Abdulla Sajad

>

Fine-tuning small models is mostly data work

On BlitzKode and what I got wrong first.

I built a code-completion model earlier this year. Qwen2.5-1.5B-Instruct, instruction-tuned on a small dataset of synthetic coding tasks, then quantized to GGUF so it could run on a laptop. The repo is BlitzKode, and I keep it around mostly as a reference for the kind of work I want to do.

I learned almost nothing from the training itself. The thing I learned, and the thing I keep relearning, is that fine-tuning is a data problem before it's a model problem.

The first version was bad

I had a base model and a list of ideas. I wrote a script to pull Python functions from a few popular open-source repos, paired each with a prompt like "write a function that does X," and ran a single supervised fine-tuning pass. The result was a model that was confidently wrong in a way no metric caught.
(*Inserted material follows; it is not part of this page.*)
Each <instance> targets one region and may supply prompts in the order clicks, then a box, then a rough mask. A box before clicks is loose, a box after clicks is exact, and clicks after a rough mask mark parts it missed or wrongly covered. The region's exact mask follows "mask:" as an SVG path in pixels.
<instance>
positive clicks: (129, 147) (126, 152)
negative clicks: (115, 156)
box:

I had a held-out evaluation set. The model did well on it. It also did well on a tiny smoke-test I had written by hand. What I hadn't done was just use it for an hour. The first time I tried to get it to write anything outside the eval distribution, the outputs were mush. Token soup, made-up function names, syntax that parsed but meant nothing.
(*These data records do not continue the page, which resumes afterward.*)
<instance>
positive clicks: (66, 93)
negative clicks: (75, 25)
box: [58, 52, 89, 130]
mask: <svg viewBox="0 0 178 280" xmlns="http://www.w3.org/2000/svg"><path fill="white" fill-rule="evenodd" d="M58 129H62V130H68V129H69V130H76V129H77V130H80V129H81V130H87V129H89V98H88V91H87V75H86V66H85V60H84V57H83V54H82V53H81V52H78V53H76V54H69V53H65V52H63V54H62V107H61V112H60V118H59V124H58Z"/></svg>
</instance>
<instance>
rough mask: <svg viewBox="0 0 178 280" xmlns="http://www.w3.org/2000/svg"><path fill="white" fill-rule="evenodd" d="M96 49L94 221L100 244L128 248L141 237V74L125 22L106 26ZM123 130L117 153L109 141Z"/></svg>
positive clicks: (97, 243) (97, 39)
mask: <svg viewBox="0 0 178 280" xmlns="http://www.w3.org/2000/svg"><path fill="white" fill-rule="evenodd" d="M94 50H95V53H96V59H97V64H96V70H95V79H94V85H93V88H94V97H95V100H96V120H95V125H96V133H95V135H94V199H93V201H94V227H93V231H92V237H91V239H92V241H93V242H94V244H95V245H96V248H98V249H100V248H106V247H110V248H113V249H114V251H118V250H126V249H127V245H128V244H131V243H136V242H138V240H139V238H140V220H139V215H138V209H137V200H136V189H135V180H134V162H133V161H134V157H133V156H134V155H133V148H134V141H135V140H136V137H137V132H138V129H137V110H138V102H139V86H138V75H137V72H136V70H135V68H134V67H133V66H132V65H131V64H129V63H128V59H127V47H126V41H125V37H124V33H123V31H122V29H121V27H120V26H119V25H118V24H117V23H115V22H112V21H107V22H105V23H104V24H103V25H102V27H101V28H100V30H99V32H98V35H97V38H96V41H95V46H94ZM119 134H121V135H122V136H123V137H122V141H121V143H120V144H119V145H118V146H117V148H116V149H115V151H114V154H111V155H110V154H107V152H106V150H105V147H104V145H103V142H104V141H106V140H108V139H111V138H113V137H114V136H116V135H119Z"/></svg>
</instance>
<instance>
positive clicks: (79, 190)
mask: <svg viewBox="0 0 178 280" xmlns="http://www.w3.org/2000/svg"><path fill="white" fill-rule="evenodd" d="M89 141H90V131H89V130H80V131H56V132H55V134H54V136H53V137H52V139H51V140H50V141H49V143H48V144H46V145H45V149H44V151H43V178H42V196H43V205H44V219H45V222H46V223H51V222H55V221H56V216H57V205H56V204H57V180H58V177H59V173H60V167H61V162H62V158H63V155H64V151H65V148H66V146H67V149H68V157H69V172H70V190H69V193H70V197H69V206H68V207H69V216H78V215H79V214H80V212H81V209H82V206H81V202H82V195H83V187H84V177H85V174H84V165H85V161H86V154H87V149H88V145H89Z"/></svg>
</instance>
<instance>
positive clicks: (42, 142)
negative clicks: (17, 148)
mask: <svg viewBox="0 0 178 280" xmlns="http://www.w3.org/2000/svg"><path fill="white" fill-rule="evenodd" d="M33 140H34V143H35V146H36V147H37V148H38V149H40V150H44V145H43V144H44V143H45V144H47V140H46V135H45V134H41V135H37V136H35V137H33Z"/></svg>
The eval was wrong. Not in any technical sense — the numbers were right, the splits were clean. The eval was wrong because it tested the wrong thing. It tested "does the model produce something that looks like the reference." I needed to test "does the model produce something I would have written."

What changed

I rewrote the dataset. Three rules, in order of importance:

  1. Write the inputs and outputs yourself. Not all of them — I used GPT-4 to bootstrap, but I personally audited every example that ended up in the final mix. I deleted about 60% of what the bootstrap model produced.
  2. Make the outputs look like the inputs. The base model already had a strong prior. I wasn't trying to teach it Python. I was trying to teach it my Python. The dataset style matched the eval style, because they were the same person.
  3. Throw in adversarial examples. Code that intentionally violates the style. Code with comments in it. Code with a bug I knew about. The model needs to learn what not to do, not just what to do.

The training run took the same time, used the same compute, used the same base model. The only thing that changed was the data. The model got dramatically better.
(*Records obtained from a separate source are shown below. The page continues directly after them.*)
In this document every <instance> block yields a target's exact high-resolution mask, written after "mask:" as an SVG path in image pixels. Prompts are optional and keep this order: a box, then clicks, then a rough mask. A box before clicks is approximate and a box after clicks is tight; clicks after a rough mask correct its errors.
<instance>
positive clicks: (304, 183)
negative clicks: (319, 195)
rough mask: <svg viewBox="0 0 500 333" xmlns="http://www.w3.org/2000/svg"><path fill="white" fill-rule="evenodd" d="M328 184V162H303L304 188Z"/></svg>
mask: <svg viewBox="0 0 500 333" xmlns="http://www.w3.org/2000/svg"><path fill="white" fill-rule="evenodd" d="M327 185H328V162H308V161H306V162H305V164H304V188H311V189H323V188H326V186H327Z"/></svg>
The DPO stage was anticlimactic

I did a DPO pass after the SFT. I'd read enough papers to feel like I should. The numbers moved a little. In practice I couldn't tell the difference in real use, and the people I had try it couldn't either. The DPO pass is in the pipeline because it costs me nothing, not because I think it matters.

I think this is true more generally: the SFT data is the whole game. RLHF and DPO are last-mile polish on a thing that mostly needs to be the right thing in the first place.

What I'm taking forward

The lesson isn't really about fine-tuning. It's about evaluation. A model is only as good as your ability to tell whether it's good, and the only way to build that ability is to use the model a lot, in the conditions you care about, and notice when it fails. Everything else is theater.

The other lesson is more humbling. The 1.5B model is, on any honest benchmark, worse than the 70B model I could call with an API key. The reason BlitzKode exists is because there's a class of problems where latency, cost, and offline use matter more than peak capability. If you don't have those constraints, you should just use a bigger model. Fine-tuning is for the cases where the bigger model isn't an option, or where the style of the output is the product.